Published online Feb 27, 2024. doi: 10.4240/wjgs.v16.i2.396
Peer-review started: August 25, 2023
First decision: September 29, 2023
Revised: November 5, 2023
Accepted: January 19, 2024
Article in press: January 19, 2024
Published online: February 27, 2024
Processing time: 184 Days and 12.1 Hours
Neoadjuvant chemotherapy (NAC) has an unclear therapeutic effect on advanced gastric cancer (GC).
This work focused on identifying factors related to chemosensitivity to NAC treatment to be able to offer the best treatments for GC patients receiving NAC.
To find factors associated with chemosensitivity to NAC treatment and to provide the optimal therapeutic strategies for GC patients receiving NAC.
Predicting factors were identified by least absolute shrinkage and selection operator logistic regression. Additionally, a nomogram model was employed to predict the response to NAC.

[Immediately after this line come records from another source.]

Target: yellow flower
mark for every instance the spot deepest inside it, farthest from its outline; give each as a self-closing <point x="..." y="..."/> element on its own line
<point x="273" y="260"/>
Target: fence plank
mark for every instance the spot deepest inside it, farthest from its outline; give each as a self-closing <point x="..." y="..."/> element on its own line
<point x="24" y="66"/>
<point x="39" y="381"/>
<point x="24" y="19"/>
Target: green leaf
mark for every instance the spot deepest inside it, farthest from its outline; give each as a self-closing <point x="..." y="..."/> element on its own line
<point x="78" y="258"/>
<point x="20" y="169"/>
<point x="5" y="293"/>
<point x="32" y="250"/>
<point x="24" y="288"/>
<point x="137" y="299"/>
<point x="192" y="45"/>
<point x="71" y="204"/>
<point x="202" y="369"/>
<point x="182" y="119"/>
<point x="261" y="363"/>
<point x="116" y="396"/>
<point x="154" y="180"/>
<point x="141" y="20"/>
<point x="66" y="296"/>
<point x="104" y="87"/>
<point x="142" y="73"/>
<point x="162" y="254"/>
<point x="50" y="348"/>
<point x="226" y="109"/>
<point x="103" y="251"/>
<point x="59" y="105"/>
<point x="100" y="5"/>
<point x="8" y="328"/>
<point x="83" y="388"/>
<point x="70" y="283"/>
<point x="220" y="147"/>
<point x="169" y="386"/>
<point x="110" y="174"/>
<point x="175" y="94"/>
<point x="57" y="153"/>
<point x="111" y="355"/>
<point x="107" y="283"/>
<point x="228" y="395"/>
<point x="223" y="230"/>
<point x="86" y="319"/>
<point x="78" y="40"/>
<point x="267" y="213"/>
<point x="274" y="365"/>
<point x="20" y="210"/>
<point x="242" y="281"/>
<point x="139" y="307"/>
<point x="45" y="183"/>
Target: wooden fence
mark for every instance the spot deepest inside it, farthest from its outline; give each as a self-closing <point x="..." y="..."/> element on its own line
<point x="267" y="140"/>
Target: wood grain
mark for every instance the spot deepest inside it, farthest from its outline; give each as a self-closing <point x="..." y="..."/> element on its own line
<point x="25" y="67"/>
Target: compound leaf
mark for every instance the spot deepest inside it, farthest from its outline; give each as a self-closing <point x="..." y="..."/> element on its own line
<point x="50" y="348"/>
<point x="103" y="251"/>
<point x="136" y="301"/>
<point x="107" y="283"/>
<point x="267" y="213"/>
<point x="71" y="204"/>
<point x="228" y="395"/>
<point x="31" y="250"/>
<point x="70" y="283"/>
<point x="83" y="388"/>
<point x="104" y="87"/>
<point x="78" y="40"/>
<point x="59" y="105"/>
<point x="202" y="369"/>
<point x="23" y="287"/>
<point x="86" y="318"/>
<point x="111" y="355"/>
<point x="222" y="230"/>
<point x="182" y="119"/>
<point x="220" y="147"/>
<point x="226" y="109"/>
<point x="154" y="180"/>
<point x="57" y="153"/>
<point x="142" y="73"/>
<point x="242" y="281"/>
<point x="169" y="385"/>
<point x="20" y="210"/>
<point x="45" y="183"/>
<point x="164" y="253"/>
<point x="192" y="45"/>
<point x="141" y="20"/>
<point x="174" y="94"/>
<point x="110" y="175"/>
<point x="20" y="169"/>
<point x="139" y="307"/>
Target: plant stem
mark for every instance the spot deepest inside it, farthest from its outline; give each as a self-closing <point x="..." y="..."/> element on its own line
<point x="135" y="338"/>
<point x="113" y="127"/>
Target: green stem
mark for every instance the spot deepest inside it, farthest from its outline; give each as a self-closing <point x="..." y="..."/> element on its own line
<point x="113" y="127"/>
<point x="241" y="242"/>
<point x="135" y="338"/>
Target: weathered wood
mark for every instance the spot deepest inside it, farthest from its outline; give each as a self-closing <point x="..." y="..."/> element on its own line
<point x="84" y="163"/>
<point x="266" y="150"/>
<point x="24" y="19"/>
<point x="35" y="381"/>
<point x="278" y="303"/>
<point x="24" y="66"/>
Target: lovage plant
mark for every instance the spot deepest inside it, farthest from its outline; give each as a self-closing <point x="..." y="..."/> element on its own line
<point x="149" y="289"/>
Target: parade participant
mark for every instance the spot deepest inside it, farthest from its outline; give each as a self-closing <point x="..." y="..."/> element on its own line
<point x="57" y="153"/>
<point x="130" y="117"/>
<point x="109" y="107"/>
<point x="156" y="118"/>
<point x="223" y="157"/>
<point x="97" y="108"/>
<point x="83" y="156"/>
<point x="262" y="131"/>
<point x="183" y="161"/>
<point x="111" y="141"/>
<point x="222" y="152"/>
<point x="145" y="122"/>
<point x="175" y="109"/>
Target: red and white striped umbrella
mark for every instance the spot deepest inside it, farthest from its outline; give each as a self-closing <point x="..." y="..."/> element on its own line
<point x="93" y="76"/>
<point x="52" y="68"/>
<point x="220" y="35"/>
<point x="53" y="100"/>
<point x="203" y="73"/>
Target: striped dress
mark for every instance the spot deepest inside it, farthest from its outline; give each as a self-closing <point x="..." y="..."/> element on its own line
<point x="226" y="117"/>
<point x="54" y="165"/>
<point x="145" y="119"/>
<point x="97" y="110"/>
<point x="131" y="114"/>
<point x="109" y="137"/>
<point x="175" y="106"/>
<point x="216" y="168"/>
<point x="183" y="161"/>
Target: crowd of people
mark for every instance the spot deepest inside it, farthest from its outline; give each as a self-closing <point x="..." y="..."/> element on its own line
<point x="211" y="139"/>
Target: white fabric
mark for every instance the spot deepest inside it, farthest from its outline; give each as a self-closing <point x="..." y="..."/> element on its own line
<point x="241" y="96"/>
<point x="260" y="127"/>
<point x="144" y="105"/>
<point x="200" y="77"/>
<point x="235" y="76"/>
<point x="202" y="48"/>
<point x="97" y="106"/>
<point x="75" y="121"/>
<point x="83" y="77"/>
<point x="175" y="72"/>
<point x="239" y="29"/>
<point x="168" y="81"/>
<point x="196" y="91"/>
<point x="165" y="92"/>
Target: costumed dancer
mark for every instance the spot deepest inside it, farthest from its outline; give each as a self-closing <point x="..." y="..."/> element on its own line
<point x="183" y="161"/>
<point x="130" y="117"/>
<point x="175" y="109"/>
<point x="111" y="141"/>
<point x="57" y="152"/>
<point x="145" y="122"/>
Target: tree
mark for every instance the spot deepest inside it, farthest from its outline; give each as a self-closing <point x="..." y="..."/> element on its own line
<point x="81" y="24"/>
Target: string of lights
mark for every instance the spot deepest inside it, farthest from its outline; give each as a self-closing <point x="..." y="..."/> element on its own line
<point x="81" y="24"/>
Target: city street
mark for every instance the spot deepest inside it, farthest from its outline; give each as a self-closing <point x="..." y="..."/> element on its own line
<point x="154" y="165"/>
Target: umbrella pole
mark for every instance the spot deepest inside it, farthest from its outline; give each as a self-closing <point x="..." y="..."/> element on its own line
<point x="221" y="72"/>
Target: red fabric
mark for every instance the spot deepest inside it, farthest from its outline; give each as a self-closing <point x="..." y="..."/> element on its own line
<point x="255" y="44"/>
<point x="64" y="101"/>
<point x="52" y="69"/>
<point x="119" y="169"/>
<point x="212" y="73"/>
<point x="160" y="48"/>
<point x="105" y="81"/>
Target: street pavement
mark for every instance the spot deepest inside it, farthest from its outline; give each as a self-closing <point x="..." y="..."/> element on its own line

We enrolled 230 patients, consisting of 154 males (67.0%) and 76 females (33.0%). These patients were aged 24-80 years (average, 59.37 ± 10.60). According to the TRG standard, 95 patients were assigned into the obvious response group (grades 0-1) and 135 into the poor response group (grades 2-3), yielding an obvious response rate of 41.3%. As revealed by the least absolute shrinkage and selection operator regression, tumor location (P < 0.001), histological differentiation (P = 0.001), clinical T stage (P = 0.008), and carbohydrate antigen 724 (P = 0.008) were significant risk factors for NAC efficacy. The C-index of the prediction nomogram was 0.806. According to calibration curve analysis, the predicted value was highly consistent with real measurement. Moreover, decision curve analysis revealed the high application value of this nomogram clinically.
Our nomogram combining tumor location, histological differentiation, clinical T stage, and carbohydrate antigen 724 showed a high performance in predicting NAC response, which can be applied in identifying the best therapeutic strategies for advanced GC patients by gastrointestinal surgeons.
Candidate predictive factors were identified by the least absolute shrinkage and selection operator logistic regression. The response to NAC was predicted by a nomogram model.